The Computer is the Darkroom and Sometimes the Camera

When I was much younger I built a full dark room in the basement of our first home.  I fondly remember buying a Besler enlarger that would work with 33 mm and 120 film.  I would develop my own black and white film.  Although I would do mostly black and white prints where you could magically watch the print develop in the tray of developer chemical, I also would make some color prints using a drum where you poured the chemicals into the end while it rotated.  Any post processing I did was with a filter on the enlarger or using dogging and burning in while making the print.

How things have changed and the darkroom just doesn’t exist anymore for most all people.  Instead the computer is the darkroom and the tools we have are vastly superior what we could do with film.  It has gone to the extent that using CGI, many product “photos” are not really photos at all since no camera was used.  Instead the image was entirely created using only a computer.  Look at the following image of a Nikon DSLR.  Can you tell that this was created only with a computer?


This image was created using a program called called KeyShot by Luxion.  For more information visitthe KeyShot website gallery that currently has 13 pages full of these renders.  This brings me to my view of photography and the different aspects.  Many aspiring photographers spend most of their attention on the far right of the graphic below and talk mostly about the equipment.


Needless to say, the highest quality camera and lens will not, by itself, create a great photograph.  Yes, the photo may be sharp, and well exposed, but could be rather uninteresting.  Needless to say, those who spend their energy talking only about their equipment don’t post may of their photos for the world to see.  They often spend more energy and time arguing why their brand or type of camera is better than they do with actually taking and post processing photos.

At the other end is the artistic aspect where those with the right skills know how to capture a great photograph or video by using the right techniques.  They understand the principles of depth of field and lighting.  The may go out in the early morning or late evening to get the right shot.

Where these two extremes can come together, the meeting of the technical and artistic, is in the area of post processing.  Today that means a good computer and the right software, along with some computer skills and some artistic abilities.

Post Processing Software

In this middle ground, this is what works best for me.

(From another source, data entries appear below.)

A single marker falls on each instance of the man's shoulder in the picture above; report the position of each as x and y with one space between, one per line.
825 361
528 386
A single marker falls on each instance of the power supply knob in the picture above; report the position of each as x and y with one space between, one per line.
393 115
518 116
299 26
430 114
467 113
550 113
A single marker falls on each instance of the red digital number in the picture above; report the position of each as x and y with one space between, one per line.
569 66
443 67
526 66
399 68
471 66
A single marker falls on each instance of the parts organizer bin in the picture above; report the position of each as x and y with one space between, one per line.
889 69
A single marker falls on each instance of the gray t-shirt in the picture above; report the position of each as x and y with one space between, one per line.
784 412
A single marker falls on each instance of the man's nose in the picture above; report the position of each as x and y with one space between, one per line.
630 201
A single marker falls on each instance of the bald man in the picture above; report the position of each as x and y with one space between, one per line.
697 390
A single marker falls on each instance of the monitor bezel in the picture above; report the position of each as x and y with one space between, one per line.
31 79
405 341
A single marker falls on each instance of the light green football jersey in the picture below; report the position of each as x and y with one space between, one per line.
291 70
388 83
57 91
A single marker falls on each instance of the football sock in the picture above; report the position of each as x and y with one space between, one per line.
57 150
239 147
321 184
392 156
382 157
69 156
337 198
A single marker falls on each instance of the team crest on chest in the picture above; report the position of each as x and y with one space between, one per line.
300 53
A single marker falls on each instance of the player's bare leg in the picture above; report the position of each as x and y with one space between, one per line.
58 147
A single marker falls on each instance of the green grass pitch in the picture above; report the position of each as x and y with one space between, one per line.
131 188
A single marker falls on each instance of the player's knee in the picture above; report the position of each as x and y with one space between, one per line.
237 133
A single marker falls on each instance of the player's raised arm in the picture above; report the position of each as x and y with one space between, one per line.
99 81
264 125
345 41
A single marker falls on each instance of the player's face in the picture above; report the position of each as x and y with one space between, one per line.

  • Lightroom (Adobe).  This one of the best programs of it’s kind.  It not only handles all the organizing of your photos but now includes many tools for post processing.  I find that 90% of the time, this is all I need from moving the image from the camera, to post processing, to generated an image for the end use.  Although version 4 has improved it’s handling of video images, it still lacks significantly in that area, but when it comes to handle JPEG or RAW images, it excels.
  • Photoshop (Adobe).  Still the kind of image editors.  For those times when I need to go beyond the abilities of Lightroom, from within Lightroom I will choose to edit in Photoshop.  That will create a virtual copy and you still will have the original and the edited version showing in Lightroom.
  • Nik Software (Google).  Google bought this company and recently reduced it’s prices.  It has several modules that provide some fantastic post processing abilities with less effort that would be required using only Photoshop.
  • Final Cut Pro (Apple).  For video editing I find this the best software for myself.  There are both simpler and more sophisticated approaches, but for me this is the program to use.

For some this might be overkill while for others it might not be enough, but for me, this is all I use or feel I need.